The input is pid, mean , stddev for this MR job. Our goal is to generate all possible pairwise combination. Using the first char of pid, there are 1540 combinations. You are right. I was doing a quick estimate. It’s basically 56 * 55 / 2.

The setup method of mapper could generate these possible 1540 keys and store them as a class member variable. When a new row is processed, all the mapper will have to do is to find all the keys among those 1540, that contains the first char of the pid field of the current row. There will be 55 such keys. Because, a given char will be combined with 55 other chars. For each key, the mapper will emit the corresponding key and the row as the value. Essentially we are doing a grouping operation.

On the reducer side, there will be 1540 keys and the reducer will be invoked for each key. The values for a key will be the all records whose first character of the pid is part of the key.
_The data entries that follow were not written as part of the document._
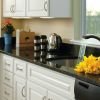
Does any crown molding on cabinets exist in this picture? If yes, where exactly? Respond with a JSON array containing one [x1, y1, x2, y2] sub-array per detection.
[[3, 0, 72, 18]]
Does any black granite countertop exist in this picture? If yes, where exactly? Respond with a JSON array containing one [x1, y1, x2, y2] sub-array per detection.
[[0, 45, 100, 86]]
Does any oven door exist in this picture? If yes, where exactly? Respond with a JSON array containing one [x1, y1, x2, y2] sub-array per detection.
[[74, 79, 100, 100]]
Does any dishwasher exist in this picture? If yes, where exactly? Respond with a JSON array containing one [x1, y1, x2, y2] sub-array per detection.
[[74, 79, 100, 100]]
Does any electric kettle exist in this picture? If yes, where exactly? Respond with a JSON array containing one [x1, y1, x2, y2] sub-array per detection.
[[48, 33, 62, 51]]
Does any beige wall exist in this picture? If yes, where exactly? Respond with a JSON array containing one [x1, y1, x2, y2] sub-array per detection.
[[23, 18, 74, 39]]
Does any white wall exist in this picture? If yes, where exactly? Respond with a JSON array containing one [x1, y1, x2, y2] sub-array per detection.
[[23, 18, 74, 39]]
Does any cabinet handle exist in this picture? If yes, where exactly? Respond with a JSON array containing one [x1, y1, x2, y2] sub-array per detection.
[[5, 77, 10, 81], [44, 1, 48, 12], [10, 6, 12, 13], [4, 91, 10, 96], [16, 67, 23, 71], [22, 86, 26, 97], [5, 62, 10, 66], [12, 5, 15, 13], [42, 96, 46, 100], [48, 98, 53, 100], [16, 64, 23, 71]]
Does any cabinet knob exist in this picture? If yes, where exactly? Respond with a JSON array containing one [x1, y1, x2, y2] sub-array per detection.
[[42, 96, 46, 100], [12, 5, 15, 13], [22, 86, 26, 97], [44, 1, 48, 12], [48, 98, 53, 100]]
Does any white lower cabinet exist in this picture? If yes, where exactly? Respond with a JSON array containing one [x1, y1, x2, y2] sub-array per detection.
[[14, 75, 26, 100], [48, 91, 71, 100], [3, 84, 13, 100], [0, 55, 75, 100], [27, 82, 71, 100], [27, 82, 47, 100]]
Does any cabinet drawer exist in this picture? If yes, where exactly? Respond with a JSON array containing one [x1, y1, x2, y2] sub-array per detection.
[[3, 70, 13, 87], [28, 64, 75, 98], [3, 55, 13, 72], [14, 59, 26, 78], [3, 85, 13, 100]]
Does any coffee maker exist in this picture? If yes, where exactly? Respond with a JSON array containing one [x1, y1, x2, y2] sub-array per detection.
[[48, 33, 62, 51]]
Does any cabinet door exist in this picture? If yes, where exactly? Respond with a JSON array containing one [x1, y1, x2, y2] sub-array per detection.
[[3, 0, 14, 17], [48, 91, 72, 100], [27, 0, 49, 17], [13, 0, 26, 17], [27, 82, 47, 100], [14, 76, 26, 100]]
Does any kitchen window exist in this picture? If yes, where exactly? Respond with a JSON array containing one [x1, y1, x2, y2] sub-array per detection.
[[81, 0, 100, 36]]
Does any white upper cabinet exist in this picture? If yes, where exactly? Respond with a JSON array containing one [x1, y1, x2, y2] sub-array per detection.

If there are 150000 products, each group will have on an average 100 values. The reducer could generate pair wise records for the 100 values. It’s basically a nested loop through all the values.

Pranab

• pkghosh says:

Manish

My original rough estimate of 1800 for pair wise combination of first char of product id is correct. There are 62 (26+26+10) alphanumeric characters. To be precise, there will be 62 * 61 / 2 = 1891 combinations.

The mapper task will email emit 61 key/value for each record it processes. Because the first char of the product id for the current record, will combine with 61 other characters.

Pranab

2. Manish says:

Thanks Pranab,
Its my fault of mentioning 56 chars ( dont know from where I calculated ).

Plus as you mentioned we can calculate 1800 odd combination in setup method of mapper. Instead of that would it be better to have some predefined config file to have these kind of details.
I can see one point as every mapper is a separate process that doesnt make much difference to keep something in config file or in setup method.
The adv, of config file could be runtime binding. But its not at all major in this solution and just a though came.
Thanks for nice post and reply.

Regards,
Manish

3. Robert says:

Spelling of “indetically” should be “identically”.

4. Renuka SEO says:

The Information which you provided is very much useful for Hadoop Online Training Learners Thank You for Sharing Valuable Information

5. Amit Ghosh says:

Hi,
I read your post and found it interesting. Have a doubt what even after dividing we get in one division or bucket many element? How to solve this problem? Or how can we divide it further?

• Pranab says:

Amit

I am not sure I understand your question. But let me clarify how the hash join with bucketing works. The mapper generates every possible bucket pair. A reducer gets a subset of those bucket pairs. A reducer call to reduce() gets a pair of buckets. In reduce(), each member of one bucket is paired with all members of the other bucket.